百億の魔女語り 3

騎士候補生の主人公・アルトが、魔女の弟子・エーマや王国の姫・フォリーナ達と繰り広げるお話の3冊目。前巻でフォリーナ姫を助けたアルト。しかし意識不明で入院していたはずの妹が、病室から姿を消して、気が気ではなく...と言う展開。

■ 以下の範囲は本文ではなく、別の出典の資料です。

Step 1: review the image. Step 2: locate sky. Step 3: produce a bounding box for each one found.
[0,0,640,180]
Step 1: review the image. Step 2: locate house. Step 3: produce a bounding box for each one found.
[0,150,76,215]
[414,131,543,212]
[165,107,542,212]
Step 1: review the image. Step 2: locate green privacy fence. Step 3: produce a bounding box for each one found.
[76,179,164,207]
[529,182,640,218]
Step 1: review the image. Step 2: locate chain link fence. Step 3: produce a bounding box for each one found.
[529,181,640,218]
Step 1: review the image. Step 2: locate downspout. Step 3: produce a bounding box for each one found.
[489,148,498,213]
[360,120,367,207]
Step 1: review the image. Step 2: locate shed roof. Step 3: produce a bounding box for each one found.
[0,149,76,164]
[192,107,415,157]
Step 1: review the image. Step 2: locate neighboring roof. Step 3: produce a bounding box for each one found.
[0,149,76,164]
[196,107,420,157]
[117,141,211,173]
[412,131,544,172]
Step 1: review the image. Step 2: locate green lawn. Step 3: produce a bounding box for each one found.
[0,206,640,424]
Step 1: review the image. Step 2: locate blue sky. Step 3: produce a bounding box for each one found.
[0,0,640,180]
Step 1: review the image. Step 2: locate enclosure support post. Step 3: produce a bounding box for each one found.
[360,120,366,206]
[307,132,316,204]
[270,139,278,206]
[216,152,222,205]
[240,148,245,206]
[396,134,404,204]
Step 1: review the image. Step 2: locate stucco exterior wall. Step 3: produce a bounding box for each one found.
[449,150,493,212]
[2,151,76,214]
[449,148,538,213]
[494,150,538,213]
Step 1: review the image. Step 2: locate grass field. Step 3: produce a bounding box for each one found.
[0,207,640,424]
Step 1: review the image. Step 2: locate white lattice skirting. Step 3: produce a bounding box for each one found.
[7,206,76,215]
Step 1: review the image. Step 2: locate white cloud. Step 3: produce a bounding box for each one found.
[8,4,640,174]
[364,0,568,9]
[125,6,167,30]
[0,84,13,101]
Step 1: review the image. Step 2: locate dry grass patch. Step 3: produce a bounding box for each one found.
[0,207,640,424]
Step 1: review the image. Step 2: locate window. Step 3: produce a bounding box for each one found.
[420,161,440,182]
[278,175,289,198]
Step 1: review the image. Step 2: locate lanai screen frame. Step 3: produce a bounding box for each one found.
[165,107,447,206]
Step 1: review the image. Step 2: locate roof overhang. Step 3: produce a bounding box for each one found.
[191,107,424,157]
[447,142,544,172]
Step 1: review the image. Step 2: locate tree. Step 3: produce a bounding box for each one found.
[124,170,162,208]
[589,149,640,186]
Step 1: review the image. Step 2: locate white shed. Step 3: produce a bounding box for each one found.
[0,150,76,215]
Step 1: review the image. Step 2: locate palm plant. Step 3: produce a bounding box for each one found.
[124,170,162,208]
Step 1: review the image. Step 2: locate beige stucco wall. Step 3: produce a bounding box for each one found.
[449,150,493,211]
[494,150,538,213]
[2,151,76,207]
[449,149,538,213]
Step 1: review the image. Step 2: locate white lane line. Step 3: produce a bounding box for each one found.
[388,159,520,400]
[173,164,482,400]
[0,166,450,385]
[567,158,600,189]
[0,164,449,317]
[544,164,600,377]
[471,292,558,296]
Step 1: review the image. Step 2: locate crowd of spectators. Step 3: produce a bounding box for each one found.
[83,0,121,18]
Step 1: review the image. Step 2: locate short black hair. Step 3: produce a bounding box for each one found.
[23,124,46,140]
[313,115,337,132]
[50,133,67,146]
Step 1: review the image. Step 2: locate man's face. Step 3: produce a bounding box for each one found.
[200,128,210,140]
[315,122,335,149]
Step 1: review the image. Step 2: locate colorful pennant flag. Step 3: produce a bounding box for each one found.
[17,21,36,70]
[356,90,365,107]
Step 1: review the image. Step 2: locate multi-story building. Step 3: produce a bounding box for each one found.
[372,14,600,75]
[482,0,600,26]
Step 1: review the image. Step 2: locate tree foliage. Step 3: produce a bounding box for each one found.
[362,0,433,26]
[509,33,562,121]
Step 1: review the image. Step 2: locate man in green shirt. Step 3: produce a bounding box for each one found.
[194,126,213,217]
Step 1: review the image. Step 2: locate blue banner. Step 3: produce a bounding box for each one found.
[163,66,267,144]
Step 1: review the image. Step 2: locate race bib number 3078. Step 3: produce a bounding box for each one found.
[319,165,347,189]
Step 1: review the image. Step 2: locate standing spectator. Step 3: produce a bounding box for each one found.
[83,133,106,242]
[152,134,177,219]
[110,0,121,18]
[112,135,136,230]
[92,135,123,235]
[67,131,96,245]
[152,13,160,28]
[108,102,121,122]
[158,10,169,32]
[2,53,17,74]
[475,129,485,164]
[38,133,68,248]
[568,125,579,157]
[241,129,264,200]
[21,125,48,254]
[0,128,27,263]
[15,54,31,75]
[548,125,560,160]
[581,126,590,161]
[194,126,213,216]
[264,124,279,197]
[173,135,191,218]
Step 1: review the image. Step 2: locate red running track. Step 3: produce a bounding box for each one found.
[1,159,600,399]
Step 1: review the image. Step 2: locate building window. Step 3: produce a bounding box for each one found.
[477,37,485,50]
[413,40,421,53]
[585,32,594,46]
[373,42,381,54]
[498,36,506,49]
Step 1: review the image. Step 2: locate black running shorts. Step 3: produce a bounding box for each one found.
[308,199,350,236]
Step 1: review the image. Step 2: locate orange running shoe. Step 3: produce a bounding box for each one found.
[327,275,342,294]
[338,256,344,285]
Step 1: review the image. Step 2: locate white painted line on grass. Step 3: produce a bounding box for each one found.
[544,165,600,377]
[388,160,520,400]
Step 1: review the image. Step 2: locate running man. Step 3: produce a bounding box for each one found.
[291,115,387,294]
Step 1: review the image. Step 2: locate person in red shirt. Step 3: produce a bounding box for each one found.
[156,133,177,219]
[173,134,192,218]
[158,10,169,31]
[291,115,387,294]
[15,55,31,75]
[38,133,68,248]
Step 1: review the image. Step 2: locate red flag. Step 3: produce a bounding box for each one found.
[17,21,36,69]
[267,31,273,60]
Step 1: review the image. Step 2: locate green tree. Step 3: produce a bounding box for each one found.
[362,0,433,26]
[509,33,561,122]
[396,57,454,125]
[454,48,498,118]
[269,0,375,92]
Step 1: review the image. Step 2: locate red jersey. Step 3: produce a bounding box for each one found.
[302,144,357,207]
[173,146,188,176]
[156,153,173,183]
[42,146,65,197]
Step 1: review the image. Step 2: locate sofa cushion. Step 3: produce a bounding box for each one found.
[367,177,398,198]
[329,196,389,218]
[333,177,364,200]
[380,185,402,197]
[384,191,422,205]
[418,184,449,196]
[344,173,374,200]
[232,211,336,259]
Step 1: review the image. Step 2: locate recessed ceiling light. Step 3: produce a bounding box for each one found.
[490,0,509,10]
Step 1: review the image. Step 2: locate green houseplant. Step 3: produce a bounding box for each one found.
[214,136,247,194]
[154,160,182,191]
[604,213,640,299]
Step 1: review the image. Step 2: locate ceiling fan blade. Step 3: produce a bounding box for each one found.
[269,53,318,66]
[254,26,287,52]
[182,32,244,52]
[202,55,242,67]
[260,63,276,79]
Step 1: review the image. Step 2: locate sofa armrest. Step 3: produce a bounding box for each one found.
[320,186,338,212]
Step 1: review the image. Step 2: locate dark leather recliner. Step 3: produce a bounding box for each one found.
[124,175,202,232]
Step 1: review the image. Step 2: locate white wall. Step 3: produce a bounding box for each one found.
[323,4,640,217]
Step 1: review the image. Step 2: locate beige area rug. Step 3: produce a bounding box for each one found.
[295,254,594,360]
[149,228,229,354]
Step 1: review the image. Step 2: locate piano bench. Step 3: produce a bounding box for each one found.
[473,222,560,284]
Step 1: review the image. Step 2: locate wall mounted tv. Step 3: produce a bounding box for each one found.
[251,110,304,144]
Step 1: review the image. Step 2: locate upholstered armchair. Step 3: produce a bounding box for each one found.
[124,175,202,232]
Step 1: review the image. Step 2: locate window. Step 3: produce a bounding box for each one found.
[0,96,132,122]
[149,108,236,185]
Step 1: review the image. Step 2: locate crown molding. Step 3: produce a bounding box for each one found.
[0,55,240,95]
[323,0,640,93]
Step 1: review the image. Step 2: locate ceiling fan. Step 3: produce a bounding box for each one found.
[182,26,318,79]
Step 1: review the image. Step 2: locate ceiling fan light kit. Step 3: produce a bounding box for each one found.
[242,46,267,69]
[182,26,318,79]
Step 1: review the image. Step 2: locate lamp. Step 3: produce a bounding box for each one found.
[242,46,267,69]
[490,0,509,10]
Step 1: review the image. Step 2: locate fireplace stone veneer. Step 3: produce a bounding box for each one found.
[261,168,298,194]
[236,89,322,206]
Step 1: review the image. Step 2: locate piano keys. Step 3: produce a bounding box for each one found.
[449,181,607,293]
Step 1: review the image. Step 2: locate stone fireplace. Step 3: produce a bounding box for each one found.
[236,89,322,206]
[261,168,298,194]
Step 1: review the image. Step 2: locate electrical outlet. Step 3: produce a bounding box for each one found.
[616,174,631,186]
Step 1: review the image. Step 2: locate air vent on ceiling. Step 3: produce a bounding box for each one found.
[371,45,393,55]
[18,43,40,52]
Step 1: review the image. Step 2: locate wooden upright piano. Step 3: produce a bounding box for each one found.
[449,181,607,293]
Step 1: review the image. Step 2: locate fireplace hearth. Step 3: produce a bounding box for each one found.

面白かったです。妹を捜すために奔走するアルト、それを支えようとするエーマとフォリーナ。エーマはあまりにもお似合いなアルトとフォリーナ姫の関係を見て心穏やかではなく、自分を卑下する勢いで落ち込むし、でもフォリーナには姫としての立場があって、ただアルトを好きだと言えない。なんともどかしい恋愛模様でしょう。
身分ってややこしいよなぁ。そんなものをかなぐり捨てて、自分の気持ちに素直になればどれだけ良いか...なんて思っていたら、終盤にアルトくんがやってくれました。やっと妹を見つけてその目的を知り、しかしまた見失ってしまった。しかもエーマと共に。追いかければ騎士候補生としての立場を失ってしまう。でもそこで踏み出して、先へと進んだアルトが良かったです。
しかしそのアルトよりも格好良かったキャラが1人。フォリーナです。こんな風に背中を押してもらえたら、そりゃ決意する以外の選択肢なんて選びようが無い。アルトの追いかける先にはエーマがいるのに、それよりも落ち込んで目的を見失っているアルトを放ってはおけない。なんと強い人だろう。

次は謎めいたアルトの妹・アディリシア視点でのお話だそうです。一体何がどうなってこんな状況になったのか分かりそう。楽しみ。